Chegamos aqui à pergunta de como avaliar uma obra de arte, considerando-se que os critérios de análise são diversos e mesmo assim, em muitos casos elas são de fato analisadas, não só pelo seu caráter estético, mas mesmo por seu valor econômico.
Ainda que os três caminhos de análise de uma obra de arte sejam bem separados, eles se reúnem no momento da avaliação. Uma boa obra deve possuir três características: um apuro técnico, uma mensagem adequada e uma utilização. quanto mais uma obra se aproximar destes três tópicos, mais valor ela terá. Cada sociedade dá um valor maior ou menor para cada item. Por exemplo, a Rússia comunista, valorizava o caráter prático, criando uma arte monumental “Kitsch”, os poetas parnasianos valorizavam a técnica, a arte publicitária valoriza a mensagem e assim por diante.
Existe uma razão histórica porque apenas no século XIX e XX terem sido consideradas como manifestações artísticas as artes de fora da linha naturalista que vinha sendo seguida desde os gregos.
No final do século XVIII ocorreu o romantismo que manifestou-se de duas formas, por um lado o romantismo bucólico e rousseauísta e por outro o romantismo “mal du siècle”, shoppenaueriano e negativista. Isso ocorreu devido a uma regra econômica descoberta por David Ricardo que preconizava que o salário a ser pago por um trabalhador na indústria seria proporcional ao preço dos alimentos que ele consumia. Como as burguesias rural e industrial tinham interesses contrários, a arte e o pensamento dessa época manifestaram também essa dualidade, surgindo assim uma arte que preconizava os valores do campo e o bom selvagem e outra exatamente contrária que preconizava o homem como um ser bruto e de natureza perversa.
Os românticos rousseauístas, cujo interesse econômico era o de manter o status quo foram buscar nas raízes a sua expressão. O orientalismo, as Valkírias de Wagner, as artes indígenas e tradicionais foram aqui buscadas como símbolos dos bons tempos passados.

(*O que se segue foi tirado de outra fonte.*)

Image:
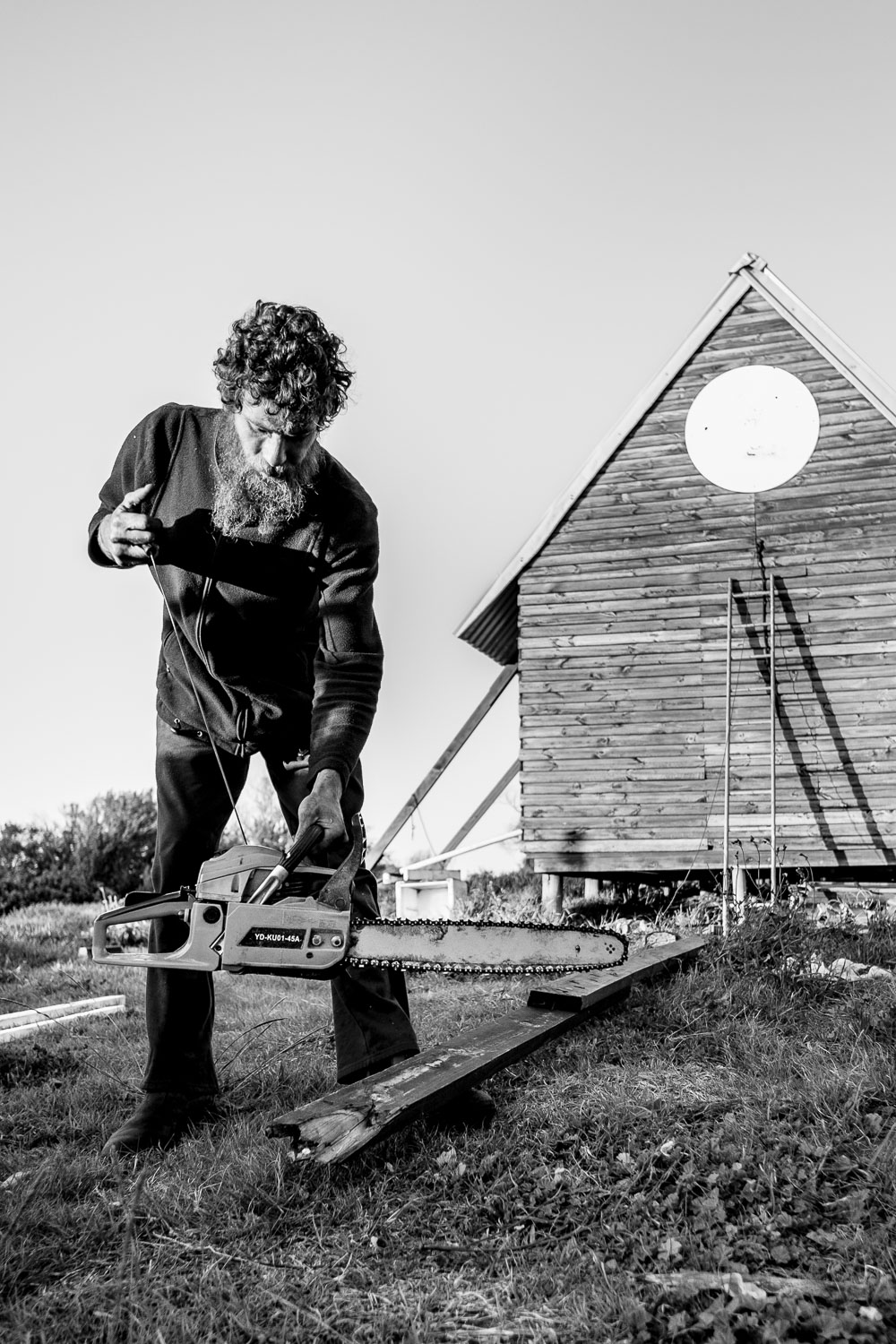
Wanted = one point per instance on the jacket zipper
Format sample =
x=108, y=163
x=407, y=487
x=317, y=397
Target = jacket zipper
x=242, y=715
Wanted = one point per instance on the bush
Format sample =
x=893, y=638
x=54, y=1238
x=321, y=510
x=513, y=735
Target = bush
x=104, y=847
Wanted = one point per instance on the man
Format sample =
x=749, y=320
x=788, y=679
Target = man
x=266, y=550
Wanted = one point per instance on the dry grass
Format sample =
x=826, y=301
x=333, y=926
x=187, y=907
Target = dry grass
x=737, y=1118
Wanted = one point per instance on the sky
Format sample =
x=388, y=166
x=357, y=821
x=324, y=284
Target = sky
x=511, y=210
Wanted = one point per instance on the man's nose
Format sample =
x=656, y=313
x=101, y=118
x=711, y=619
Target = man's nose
x=274, y=451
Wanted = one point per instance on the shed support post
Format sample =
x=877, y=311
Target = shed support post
x=551, y=894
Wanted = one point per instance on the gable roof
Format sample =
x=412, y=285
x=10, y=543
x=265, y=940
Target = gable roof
x=492, y=625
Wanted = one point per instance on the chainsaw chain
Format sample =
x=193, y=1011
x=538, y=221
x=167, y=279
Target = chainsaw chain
x=546, y=968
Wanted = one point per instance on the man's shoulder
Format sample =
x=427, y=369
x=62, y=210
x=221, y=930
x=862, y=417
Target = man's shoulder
x=174, y=417
x=341, y=489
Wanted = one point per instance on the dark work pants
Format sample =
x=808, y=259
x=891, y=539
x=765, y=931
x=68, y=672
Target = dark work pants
x=371, y=1016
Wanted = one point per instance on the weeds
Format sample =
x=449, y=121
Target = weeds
x=662, y=1174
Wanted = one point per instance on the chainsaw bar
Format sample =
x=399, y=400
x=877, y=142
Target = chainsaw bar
x=482, y=946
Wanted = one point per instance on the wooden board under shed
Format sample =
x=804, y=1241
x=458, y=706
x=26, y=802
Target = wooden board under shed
x=349, y=1118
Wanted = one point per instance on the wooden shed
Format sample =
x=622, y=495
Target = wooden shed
x=646, y=728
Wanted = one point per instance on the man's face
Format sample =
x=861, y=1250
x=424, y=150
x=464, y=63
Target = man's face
x=265, y=472
x=269, y=441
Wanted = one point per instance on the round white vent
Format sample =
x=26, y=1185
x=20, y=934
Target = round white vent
x=751, y=429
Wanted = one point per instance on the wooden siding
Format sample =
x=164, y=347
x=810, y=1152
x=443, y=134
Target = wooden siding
x=622, y=642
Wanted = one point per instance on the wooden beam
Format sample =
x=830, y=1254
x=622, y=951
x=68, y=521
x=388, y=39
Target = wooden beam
x=29, y=1021
x=349, y=1118
x=484, y=806
x=441, y=765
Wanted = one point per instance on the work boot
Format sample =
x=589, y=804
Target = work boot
x=159, y=1121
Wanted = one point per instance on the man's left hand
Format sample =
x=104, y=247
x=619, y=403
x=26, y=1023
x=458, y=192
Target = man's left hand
x=324, y=806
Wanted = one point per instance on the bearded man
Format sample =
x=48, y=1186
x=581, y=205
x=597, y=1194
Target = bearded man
x=266, y=551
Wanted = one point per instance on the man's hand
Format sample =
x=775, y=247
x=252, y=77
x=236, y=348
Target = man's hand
x=126, y=535
x=323, y=806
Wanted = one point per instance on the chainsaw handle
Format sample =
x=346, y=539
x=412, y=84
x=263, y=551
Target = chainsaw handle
x=195, y=954
x=301, y=846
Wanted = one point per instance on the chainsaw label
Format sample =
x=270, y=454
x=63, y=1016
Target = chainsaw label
x=273, y=937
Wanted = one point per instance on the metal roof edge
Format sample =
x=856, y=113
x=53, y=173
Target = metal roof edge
x=826, y=341
x=740, y=279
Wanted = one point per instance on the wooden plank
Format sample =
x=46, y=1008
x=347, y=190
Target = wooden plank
x=579, y=991
x=509, y=774
x=352, y=1117
x=444, y=761
x=30, y=1021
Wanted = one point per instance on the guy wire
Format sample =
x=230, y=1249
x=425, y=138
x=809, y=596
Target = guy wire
x=199, y=703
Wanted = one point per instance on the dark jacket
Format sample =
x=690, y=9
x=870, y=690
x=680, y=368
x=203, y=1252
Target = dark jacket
x=280, y=637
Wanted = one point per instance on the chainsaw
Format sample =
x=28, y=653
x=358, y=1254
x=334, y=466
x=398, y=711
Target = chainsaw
x=257, y=910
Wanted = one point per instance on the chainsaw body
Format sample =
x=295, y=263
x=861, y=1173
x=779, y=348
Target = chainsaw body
x=231, y=925
x=258, y=911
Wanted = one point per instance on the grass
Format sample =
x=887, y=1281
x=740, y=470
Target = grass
x=739, y=1118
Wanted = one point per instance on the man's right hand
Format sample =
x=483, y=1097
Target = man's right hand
x=126, y=535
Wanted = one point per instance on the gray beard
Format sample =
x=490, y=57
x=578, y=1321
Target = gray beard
x=252, y=496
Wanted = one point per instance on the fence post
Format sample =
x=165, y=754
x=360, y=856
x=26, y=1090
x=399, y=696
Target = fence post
x=551, y=894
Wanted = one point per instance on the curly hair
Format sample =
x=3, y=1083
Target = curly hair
x=285, y=358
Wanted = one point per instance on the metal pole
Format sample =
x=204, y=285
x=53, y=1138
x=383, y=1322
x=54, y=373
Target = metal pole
x=726, y=870
x=772, y=688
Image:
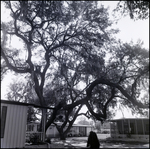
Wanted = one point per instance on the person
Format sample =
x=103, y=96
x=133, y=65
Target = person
x=93, y=141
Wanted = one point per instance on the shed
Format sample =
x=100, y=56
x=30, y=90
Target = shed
x=53, y=132
x=13, y=124
x=133, y=128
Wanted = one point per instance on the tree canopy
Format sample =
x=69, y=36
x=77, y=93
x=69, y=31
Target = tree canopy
x=64, y=53
x=135, y=9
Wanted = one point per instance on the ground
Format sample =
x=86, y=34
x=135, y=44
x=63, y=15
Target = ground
x=80, y=142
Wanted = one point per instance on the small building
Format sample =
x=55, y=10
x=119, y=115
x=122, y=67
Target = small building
x=53, y=132
x=133, y=128
x=13, y=124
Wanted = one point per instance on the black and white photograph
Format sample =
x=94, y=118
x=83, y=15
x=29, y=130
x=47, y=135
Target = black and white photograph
x=75, y=74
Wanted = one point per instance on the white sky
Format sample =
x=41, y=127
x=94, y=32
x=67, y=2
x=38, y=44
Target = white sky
x=129, y=30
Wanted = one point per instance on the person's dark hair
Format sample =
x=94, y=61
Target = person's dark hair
x=93, y=141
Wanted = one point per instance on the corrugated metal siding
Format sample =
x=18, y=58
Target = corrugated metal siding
x=15, y=129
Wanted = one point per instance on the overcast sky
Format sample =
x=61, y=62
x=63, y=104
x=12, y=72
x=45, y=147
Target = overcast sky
x=129, y=30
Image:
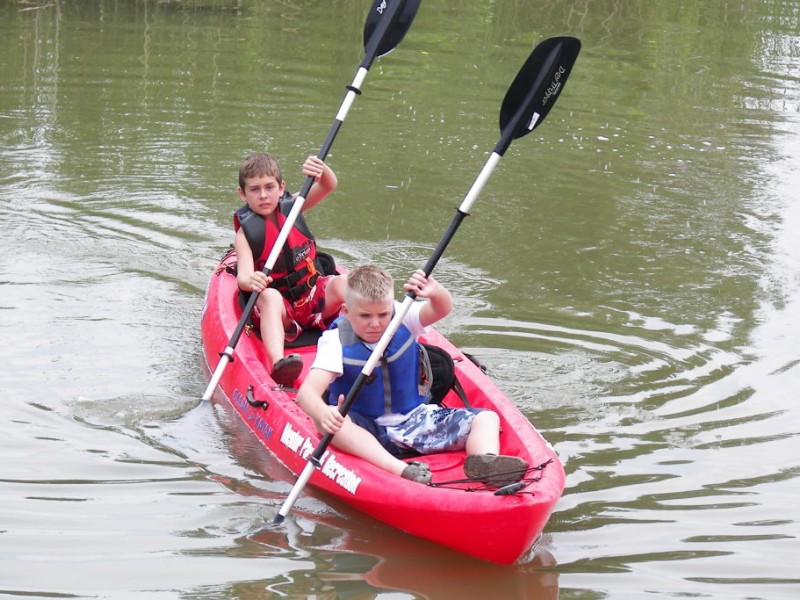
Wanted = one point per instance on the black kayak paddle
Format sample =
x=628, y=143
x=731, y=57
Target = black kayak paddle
x=386, y=25
x=527, y=102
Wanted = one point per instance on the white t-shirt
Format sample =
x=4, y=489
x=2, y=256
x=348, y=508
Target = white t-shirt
x=329, y=347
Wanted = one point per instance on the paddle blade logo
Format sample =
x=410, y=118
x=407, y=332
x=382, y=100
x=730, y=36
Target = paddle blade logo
x=387, y=24
x=536, y=87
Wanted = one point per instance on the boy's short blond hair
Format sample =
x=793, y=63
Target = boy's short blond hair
x=258, y=164
x=370, y=283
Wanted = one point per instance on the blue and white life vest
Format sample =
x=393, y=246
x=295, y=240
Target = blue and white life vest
x=393, y=386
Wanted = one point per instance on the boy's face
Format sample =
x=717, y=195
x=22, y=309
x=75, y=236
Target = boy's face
x=369, y=319
x=262, y=194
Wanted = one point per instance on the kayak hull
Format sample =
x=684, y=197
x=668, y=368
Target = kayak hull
x=465, y=516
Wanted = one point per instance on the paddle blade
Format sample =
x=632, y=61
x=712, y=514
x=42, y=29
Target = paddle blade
x=387, y=24
x=536, y=88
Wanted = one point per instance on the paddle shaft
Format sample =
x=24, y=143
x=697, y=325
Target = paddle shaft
x=388, y=17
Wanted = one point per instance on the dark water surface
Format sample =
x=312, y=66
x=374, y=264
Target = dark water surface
x=630, y=274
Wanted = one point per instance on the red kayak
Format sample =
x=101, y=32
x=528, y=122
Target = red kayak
x=496, y=525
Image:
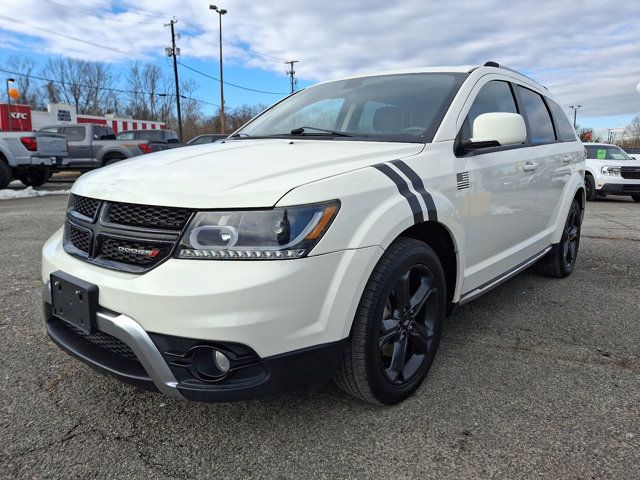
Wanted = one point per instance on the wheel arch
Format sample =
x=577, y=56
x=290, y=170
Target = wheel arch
x=442, y=240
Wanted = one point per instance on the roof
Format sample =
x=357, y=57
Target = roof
x=489, y=67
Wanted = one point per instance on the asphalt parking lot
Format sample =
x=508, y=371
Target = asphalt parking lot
x=538, y=379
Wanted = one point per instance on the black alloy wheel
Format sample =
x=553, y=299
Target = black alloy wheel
x=571, y=238
x=561, y=260
x=397, y=327
x=407, y=327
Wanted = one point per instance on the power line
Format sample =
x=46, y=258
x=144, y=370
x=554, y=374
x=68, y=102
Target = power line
x=52, y=32
x=229, y=83
x=109, y=89
x=85, y=12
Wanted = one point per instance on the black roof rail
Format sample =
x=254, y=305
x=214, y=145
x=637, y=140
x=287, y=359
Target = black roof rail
x=491, y=63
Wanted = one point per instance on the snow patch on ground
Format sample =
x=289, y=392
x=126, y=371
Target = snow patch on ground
x=28, y=193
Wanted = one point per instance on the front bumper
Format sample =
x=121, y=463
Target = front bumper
x=286, y=319
x=620, y=188
x=121, y=348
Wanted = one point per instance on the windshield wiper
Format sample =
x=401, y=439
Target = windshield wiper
x=301, y=131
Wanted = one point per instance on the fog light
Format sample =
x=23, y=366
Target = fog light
x=222, y=362
x=209, y=364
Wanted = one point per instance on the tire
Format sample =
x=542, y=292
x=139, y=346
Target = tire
x=374, y=365
x=590, y=188
x=5, y=175
x=34, y=177
x=561, y=260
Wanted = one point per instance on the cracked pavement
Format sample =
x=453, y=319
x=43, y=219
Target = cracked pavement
x=539, y=378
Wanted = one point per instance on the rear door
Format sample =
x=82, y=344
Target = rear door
x=557, y=168
x=551, y=159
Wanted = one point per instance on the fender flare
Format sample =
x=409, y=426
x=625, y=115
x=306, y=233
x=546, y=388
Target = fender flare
x=573, y=186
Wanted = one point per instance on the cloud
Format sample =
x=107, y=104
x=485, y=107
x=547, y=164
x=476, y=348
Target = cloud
x=585, y=52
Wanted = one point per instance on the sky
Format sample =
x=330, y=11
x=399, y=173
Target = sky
x=586, y=52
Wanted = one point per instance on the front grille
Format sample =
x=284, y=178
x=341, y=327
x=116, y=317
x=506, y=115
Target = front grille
x=79, y=238
x=105, y=341
x=149, y=216
x=143, y=254
x=631, y=173
x=87, y=207
x=122, y=236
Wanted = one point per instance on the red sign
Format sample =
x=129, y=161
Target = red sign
x=20, y=118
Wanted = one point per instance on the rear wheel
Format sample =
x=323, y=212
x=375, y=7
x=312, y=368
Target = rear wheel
x=559, y=262
x=5, y=175
x=397, y=327
x=34, y=177
x=590, y=187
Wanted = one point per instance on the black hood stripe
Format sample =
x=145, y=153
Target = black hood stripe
x=418, y=186
x=403, y=188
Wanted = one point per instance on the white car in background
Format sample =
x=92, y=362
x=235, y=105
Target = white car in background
x=610, y=170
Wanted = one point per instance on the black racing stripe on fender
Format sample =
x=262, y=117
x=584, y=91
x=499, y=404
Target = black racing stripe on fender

Por sua vez, os românticos shoppenaurenianos evoluíram para o naturalismo que é quase como uma caricatura do realismo dos séculos que o precederam e quer dizer, por última instância, que a realidade pode ser reavaliada.
A conclusão é que o critério ideológico pode e deve ser sempre considerado ao analisarmos uma obra de arte, pois o artista e o crítico sempre pertencem a um dos times surgidos após a revolução industrial e não são totalmente idôneos na sua avaliação.
Dessa maneira, percebemos que o critério de belo artístico precisa ser avaliado, primeiro dentro de uma interpretação de seu nível analítico: sintático, semântico ou pragmático, a seguir, precisamos avaliar cada obra quanto ao seu apuro técnico, seu conjunto de significados e conseqüências práticas, por fim, precisamos observar se o avaliador está vendo por uma ótica de ideologia urbana e industrial ou rural e conservadora, pois todos esses critérios influenciarão no gosto pelo belo.